Musk was heavily involved in the development of the Cybertruck, turning it into the epitome of elite projection, and bet all of Tesla’s vehicle sales growth on its success. Well, thanks to its horrifically poor design, it is now a $10 billion hole in Tesla’s books, making it the largest sales flop in automotive history.

Musk ignored his executives’ calls to focus on developing affordable models and avoid abandoning the company’s core business to chase AI self-driving unicorns, leading to him cancelling the “Model 2” and dumping all of Tesla’s development dollars into a Robotaxi money pit that will never yield returns.

Not to mention Tesla’s Robotaxi rollout is an embarrassing mess, with the cars being caught driving wildly illegally multiple times during just the first few days of operations. Since then, there have been no visible signs of improvement, to the point where Tesla can’t get a licence to operate autonomous cars in cities that already have the likes of Waymo.

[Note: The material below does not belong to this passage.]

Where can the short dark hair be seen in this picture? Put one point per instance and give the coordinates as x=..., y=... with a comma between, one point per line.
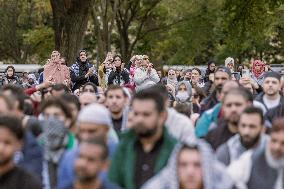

Under Musk, Tesla has engaged in some seriously shoddy business practices, leaving it and him incredibly vulnerable to legal recourse. Musk pushed Tesla to oversell the capabilities of FSD, consistently marketed it as a safe, fully autonomous system when it wasn’t, and hid any data that suggested otherwise. This led to Tesla and Musk being investigated for wire fraud for defrauding investors and customers by lying about their technology and even manslaughter, as there have been a sizeable number of deaths caused by people relying on FSD. Indeed, the only reason Musk isn’t facing jail time or Tesla isn’t facing fatal legal action is because Trump won in 2024, allowing Trump and Musk to use DOGE to squash these investigations.

Speaking of DOGE, Musk’s political moves have decimated Tesla’s sales, sparking a global boycott and widespread brand damage. Some estimates suggest Tesla lost a million sales this year as a result of Musk’s actions. In other words, Tesla sales this year are more than 60% below where they would be had Musk not engaged in politics (but he had to in order to avoid potentially facing jail from these federal investigations). Tesla had an annual production capacity of 2.35 million vehicles by the end of 2024 and was in the process of expanding that to just shy of three million by the end of 2025, but this drop in sales has meant they are only going to ship around 1.6 million vehicles by the end of the year. This means Tesla is only operating at about 68% production capacity, assuming they have abandoned production capacity expansion. This makes the manufacturing of each vehicle much more expensive, and means Tesla has lost a huge stack of cash abandoning its expansion plans. Realistically, operational profits are in the low single digits, and Tesla’s profits are in the gutter.

I haven’t even mentioned Hyperloop, the litany of class action lawsuits against Musk, the failure of the Dojo supercomputer, how the Optimus robot is so terrible even its lead engineer called it a dead end, or how Musk enabled the tariffs that are currently squeezing Tesla to death.

Musk should have been ousted as CEO a long time ago. He has failed repeatedly, made irrational decisions, ignored internal experts to great damage, and ruined the brand.

So, is threatening to step down as CEO a threat at all?

It wouldn’t be if Tesla’s value were remotely realistic.